Question

Please help!
What is the excluded value for these radical functions???

Answer 1

Okay, by "excluded value" they apparently are referring to an extraneous solution introduced during solving by squaring both sides of the equation.

As an example (not one of your problems, but very similar)
\[\sqrt{10-2x} =x-1\]If we solve by squaring both sides and forming a quadratic equation and solving that, we get two solutions. We try both of them in the original equation, but only one will work. The other is an extraneous solution or excluded value.

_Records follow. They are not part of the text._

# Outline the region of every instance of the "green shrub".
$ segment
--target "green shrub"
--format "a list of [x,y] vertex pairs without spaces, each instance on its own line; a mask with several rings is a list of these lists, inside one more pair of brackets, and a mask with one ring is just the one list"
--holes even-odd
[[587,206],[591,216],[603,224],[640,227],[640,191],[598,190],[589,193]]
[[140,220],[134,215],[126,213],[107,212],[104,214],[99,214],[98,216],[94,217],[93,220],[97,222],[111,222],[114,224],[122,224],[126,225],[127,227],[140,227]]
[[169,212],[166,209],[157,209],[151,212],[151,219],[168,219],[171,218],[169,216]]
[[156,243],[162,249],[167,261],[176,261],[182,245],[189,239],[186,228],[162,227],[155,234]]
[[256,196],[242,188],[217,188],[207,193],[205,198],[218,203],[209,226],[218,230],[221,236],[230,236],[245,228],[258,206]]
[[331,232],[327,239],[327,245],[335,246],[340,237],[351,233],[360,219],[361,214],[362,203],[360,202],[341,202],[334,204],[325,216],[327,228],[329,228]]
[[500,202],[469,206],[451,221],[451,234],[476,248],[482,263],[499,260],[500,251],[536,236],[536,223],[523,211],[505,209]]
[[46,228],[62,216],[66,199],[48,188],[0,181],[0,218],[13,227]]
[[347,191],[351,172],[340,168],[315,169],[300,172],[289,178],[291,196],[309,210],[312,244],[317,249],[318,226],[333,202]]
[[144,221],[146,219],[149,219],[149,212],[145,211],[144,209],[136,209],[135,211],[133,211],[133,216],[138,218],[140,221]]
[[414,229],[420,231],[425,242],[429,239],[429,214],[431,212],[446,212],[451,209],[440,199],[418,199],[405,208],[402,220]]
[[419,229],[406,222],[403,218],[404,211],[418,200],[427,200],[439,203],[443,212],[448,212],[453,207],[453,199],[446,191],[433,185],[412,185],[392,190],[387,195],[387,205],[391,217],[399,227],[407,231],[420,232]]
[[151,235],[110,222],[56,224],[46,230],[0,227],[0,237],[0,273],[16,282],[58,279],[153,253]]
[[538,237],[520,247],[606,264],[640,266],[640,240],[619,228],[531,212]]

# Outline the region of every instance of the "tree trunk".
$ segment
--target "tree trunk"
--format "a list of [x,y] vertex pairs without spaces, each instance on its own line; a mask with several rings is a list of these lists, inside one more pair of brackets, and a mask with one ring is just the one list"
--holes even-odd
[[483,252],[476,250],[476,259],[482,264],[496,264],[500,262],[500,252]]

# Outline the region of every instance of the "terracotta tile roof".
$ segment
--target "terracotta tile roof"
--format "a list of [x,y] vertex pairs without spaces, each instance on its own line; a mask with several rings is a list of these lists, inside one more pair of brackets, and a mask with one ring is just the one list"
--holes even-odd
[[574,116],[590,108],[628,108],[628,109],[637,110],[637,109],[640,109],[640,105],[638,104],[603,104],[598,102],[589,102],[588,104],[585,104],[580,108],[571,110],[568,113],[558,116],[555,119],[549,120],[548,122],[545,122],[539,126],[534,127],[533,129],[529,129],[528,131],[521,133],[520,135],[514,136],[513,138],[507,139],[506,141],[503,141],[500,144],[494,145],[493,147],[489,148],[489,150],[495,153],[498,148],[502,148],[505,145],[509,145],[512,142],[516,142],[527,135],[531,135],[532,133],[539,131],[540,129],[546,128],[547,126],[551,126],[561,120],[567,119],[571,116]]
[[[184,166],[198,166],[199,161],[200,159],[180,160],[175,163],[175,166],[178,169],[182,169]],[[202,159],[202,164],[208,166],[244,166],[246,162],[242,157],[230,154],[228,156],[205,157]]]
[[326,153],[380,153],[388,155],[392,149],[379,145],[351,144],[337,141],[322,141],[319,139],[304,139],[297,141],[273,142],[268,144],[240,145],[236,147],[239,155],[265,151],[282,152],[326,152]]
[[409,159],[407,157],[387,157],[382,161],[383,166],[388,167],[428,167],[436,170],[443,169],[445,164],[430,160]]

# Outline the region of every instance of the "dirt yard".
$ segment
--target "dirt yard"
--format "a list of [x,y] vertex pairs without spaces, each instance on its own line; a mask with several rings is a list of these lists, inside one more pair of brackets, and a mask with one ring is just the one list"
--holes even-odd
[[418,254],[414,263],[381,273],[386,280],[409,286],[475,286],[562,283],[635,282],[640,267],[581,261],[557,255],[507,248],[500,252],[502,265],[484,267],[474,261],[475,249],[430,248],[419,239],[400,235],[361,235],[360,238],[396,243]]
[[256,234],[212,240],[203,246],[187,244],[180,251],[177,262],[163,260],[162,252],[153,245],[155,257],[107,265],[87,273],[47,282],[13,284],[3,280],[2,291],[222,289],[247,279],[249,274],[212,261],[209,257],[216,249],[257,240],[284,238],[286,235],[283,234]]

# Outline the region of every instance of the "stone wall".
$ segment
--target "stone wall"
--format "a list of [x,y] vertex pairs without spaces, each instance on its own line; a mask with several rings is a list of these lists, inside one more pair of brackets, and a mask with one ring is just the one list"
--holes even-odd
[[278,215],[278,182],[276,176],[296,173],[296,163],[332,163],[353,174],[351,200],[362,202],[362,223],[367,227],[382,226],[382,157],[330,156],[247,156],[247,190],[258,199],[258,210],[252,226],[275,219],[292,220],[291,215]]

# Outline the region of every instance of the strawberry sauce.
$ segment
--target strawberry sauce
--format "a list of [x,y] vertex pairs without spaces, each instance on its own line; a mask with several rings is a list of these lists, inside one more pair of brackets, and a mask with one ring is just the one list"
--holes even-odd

\[\sqrt{10-2x} = x-1\]Square both sides\[10-2x=(x-1)^2 = x^2-2x+1\]Move all terms to one side and solve\[x^2-2x+2x+1-10 = 0\]\[x^2-9=0\]\[x=\pm3\]Now we try the solutions in the original equation:
\[x=3\]\[\sqrt{10-2(3)} = 3-1\]\[\sqrt{10-6} = 2\]\[\sqrt{4} = 2\checkmark\]That solution is valid.

\[x=-3\]
\[\sqrt{10-2(-3)} = -3-1\]\[\sqrt{10+6} = -4\]\[4 = -4\]That solution is not valid. It would be valid as a solution of \[-\sqrt{10-2x} = x-1\] (but then \(x = 3\) would not be valid).

Answer 2

In general, if you solve an equation by squaring, cubing, etc. in this fashion, you better test all of your solutions.